Unnamed: 0,Poster_Link,Series_Title,Released_Year,Certificate,Runtime,Genre,IMDB_Rating,Overview,Meta_score,Director,Star1,Star2,Star3,Star4,No_of_Votes,Gross
0,https://m.media-amazon.com/images/M/MV5BMDFkYT...,The Shawshank Redemption,1994,A,142 min,Drama,9.3,Two imprisoned men bond over a number of years...,80.0,Frank Darabont,Tim Robbins,Morgan Freeman,Bob Gunton,William Sadler,2343110,28341469
1,https://m.media-amazon.com/images/M/MV5BM2MyNj...,The Godfather,1972,A,175 min,"Crime, Drama",9.2,An organized crime dynasty's aging patriarch t...,100.0,Francis Ford Coppola,Marlon Brando,Al Pacino,James Caan,Diane Keaton,1620367,134966411
2,https://m.media-amazon.com/images/M/MV5BMTMxNT...,The Dark Knight,2008,UA,152 min,"Action, Crime, Drama",9.0,When the menace known as the Joker wreaks havo...,84.0,Christopher Nolan,Christian Bale,Heath Ledger,Aaron Eckhart,Michael Caine,2303232,534858444
3,https://m.media-amazon.com/images/M/MV5BMWMwMG...,The Godfather: Part II,1974,A,202 min,"Crime, Drama",9.0,The early life and career of Vito Corleone in ...,90.0,Francis Ford Coppola,Al Pacino,Robert De Niro,Robert Duvall,Diane Keaton,1129952,57300000
4,https://m.media-amazon.com/images/M/MV5BMWU4N2...,12 Angry Men,1957,U,96 min,"Crime, Drama",9.0,A jury holdout attempts to prevent a miscarria...,96.0,Sidney Lumet,Henry Fonda,Lee J. Cobb,Martin Balsam,John Fiedler,689845,4360000


In [3]:
# Check for missing values in all columns
print("🔍 Checking for missing values:")
print(df[['Director', 'Genre', 'Overview']].isnull().sum())


🔍 Checking for missing values:
Director    0
Genre       0
Overview    0
dtype: int64


In [4]:
# # Filling any missing values to prevent errors during processing
df['Director'] = df['Director'].fillna('')
df['Genre'] = df['Genre'].fillna('')
df['Overview'] = df['Overview'].fillna('')


In [5]:
# Creating a new column combining key features to build the text data
df['combined_features'] = df['Director'] + ' ' + df['Genre'] + ' ' + df['Overview']


In [6]:
# To compare movies, we combine Director, Genre, and Overview into a single string.
# This helps the model understand the movie's content using TF-IDF.


In [7]:
# Convert combined text into numerical vectors
vectorizer = TfidfVectorizer(stop_words='english')
feature_matrix = vectorizer.fit_transform(df['combined_features'])


In [8]:
# TF-IDF (Term Frequency-Inverse Document Frequency) helps us convert movie descriptions into numeric vectors.
# We use stop_words='english' to remove common unhelpful words like 'the', 'is', etc.


In [9]:
# Compute similarity score between all movies
cosine_sim = cosine_similarity(feature_matrix)


In [10]:
# Cosine similarity gives us a score (from 0 to 1) showing how similar two movies are.
# Higher score = more similar content.


In [11]:
def recommend_movies(title, df, cosine_sim):
    # Check if movie exists
    if title not in df['Series_Title'].values:
        return f"❌ Movie '{title}' not found in the dataset."

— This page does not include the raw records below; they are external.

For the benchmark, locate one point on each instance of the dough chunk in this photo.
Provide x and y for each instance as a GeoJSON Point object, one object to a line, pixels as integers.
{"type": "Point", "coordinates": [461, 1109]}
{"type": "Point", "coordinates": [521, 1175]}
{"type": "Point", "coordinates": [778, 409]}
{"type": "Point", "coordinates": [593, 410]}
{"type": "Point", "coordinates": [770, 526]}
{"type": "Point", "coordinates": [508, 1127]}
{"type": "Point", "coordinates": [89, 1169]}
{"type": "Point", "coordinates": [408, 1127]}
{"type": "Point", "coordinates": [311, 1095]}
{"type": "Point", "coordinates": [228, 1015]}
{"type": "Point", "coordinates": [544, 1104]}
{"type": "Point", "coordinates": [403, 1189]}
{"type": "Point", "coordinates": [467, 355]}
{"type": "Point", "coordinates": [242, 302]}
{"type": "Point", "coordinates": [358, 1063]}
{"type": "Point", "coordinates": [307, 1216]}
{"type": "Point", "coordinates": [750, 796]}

    # Get index of the movie
    idx = df[df['Series_Title'] == title].index[0]

    # Get similarity scores
    sim_scores = list(enumerate(cosine_sim[idx]))

    # Sort based on similarity (excluding itself)
    sim_scores = sorted(sim_scores, key=lambda x: x[1], reverse=True)

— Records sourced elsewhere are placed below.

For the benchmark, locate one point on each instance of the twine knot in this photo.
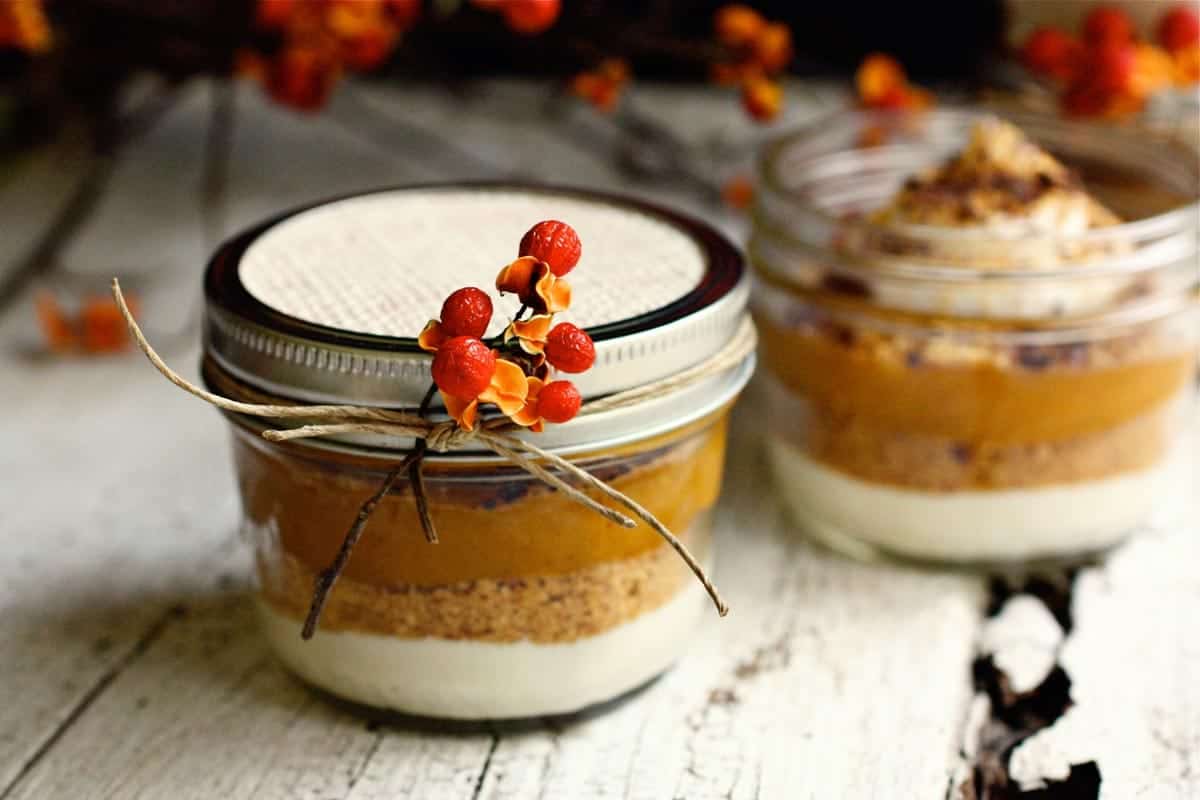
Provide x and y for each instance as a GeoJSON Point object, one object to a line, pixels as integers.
{"type": "Point", "coordinates": [447, 435]}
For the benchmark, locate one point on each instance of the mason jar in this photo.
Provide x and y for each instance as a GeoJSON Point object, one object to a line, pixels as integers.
{"type": "Point", "coordinates": [529, 603]}
{"type": "Point", "coordinates": [973, 395]}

    # Get indices of top 5 similar movies
    top_indices = [i[0] for i in sim_scores[1:6]]

    # Return recommended movie titles
    return df['Series_Title'].iloc[top_indices].tolist()


In [12]:
# This function takes a movie title, finds its index, and calculates similarity scores with other movies.
# It returns the top 5 movies that are most similar to the selected movie.


In [13]:
print("🎬 Movie Recommender System (Content Based)")
print("Try movies like: The Dark Knight, Inception, Titanic, The Godfather, Interstellar\n")
user_input = input("Enter a movie name: ")

results = recommend_movies(user_input, df, cosine_sim)

print("\n📽️ Top 5 Recommended Movies:")
if isinstance(results, list):
    for i, movie in enumerate(results, 1):
        print(f"{i}. {movie}")
else:
    print(results)


🎬 Movie Recommender System (Content Based)
Try movies like: The Dark Knight, Inception, Titanic, The Godfather, Interstellar


📽️ Top 5 Recommended Movies:
1. Call Me by Your Name
2. As Good as It Gets
3. The Notebook
4. Aliens
5. The Straight Story


In [14]:
# This part takes a movie name from the user and prints the top 5 similar movies.
# If the movie doesn't exist in the dataset, it shows an error message.